Un homme d’espérance dont le travail est la louange. En effet, Gabriel-Maria est aussi un homme de louange. Il désire même en faire « son métier continuel » car, à ses yeux, c’est le moyen de progresser sur le chemin des vertus. Mais qui dit métier, dit effort, apprentissage, durée. Car elle n’est pas forcément naturelle, elle n’est pas forcément sentie et goûtée. L’œuvre de la louange en soi échappe à notre emprise ; il y a tout un travail secret qui s’opère. Petit à petit, la louange décentre de soi et ouvre le cœur.
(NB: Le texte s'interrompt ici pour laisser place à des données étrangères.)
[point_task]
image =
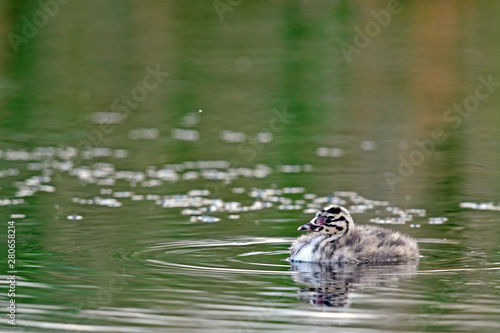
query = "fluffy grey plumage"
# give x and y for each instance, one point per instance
(337, 240)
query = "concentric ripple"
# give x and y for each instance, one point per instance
(264, 255)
Si Gabriel-Maria a ainsi décidé en lui-même de toujours louer et magnifier Dieu, c’est qu’il savait qu’elle pouvait être un remède au retour sur soi, à l’amertume et au ressentiment. Toutes les œuvres que ces diverses charges lui demandaient d’accomplir, il les faisait toutes « pour la plus grande gloire et honneur de Dieu », nous dit encore son premier biographe. Son « métier » de louange transparaissait de sa personne, surtout lorsqu’il disait sa messe si bien que ceux et celles qui y assistaient étaient portés à dévotion et à louer Dieu.
Actuellement, son procès de béatification ou de reconnaissance de culte se poursuit. L’étape diocésaine est désormais terminée ;  l’étape romaine est en cours. Un pas vient d’être franchi : la rédaction de la Positio.
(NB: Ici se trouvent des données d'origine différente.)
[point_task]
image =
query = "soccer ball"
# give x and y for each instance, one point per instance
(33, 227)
Deux mots pour dire Gabriel-Maria
Don de soi : un mot qui, pour Jeanne de France, traduit  bien ce qu’a été Gabriel-Maria : « Mon père, je vous connais bien : vous vous donnez entièrement là où vous vous donnez. »
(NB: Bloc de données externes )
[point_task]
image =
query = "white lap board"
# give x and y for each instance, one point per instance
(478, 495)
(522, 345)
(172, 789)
Miséricorde : un mot dont Gabriel-Maria a fait l’expérience : « Mes frères, si bous saviez comme la miséricorde de Dieu est grande…. »
Deux prières pour demander des grâces
Fidèle Serviteur de Marie, obtenez-moi ces grâces si fortes et puissantes qui gagnent le cœur si doucement mais si efficacement ! Rendez-moi toujours présente les vertus de la Sainte Vierge et ses divines dispositions, fortifiez le désir, encore faible, que j’ai de l’imiter et de lui plaire et, par ce moyen, plaire à Dieu. Bienheureux père Gabriel-Maria, priez pour nous.
Seigneur notre Dieu, Toi qui as inspiré au père Gabriel-Maria d’être, à une époque de troubles et de conflits, un inlassable artisan de paix ; Toi qui lui as donné de se mettre à l’école de Marie et d’être avec sainte Jeanne de France cofondateur de l’Ordre de l’Annonciade, voué au Plaisir de Dieu par l’imitation des vertus de la Vierge : fais qu’à leur tour, les hommes et les femmes de notre temps s’emploient sans cesse à garder la paix évangélique en eux-mêmes, et à la susciter autour d’eaux. En imitant ce Serviteur de Dieu, accorde-nous la grâce que nous implorons. Amen.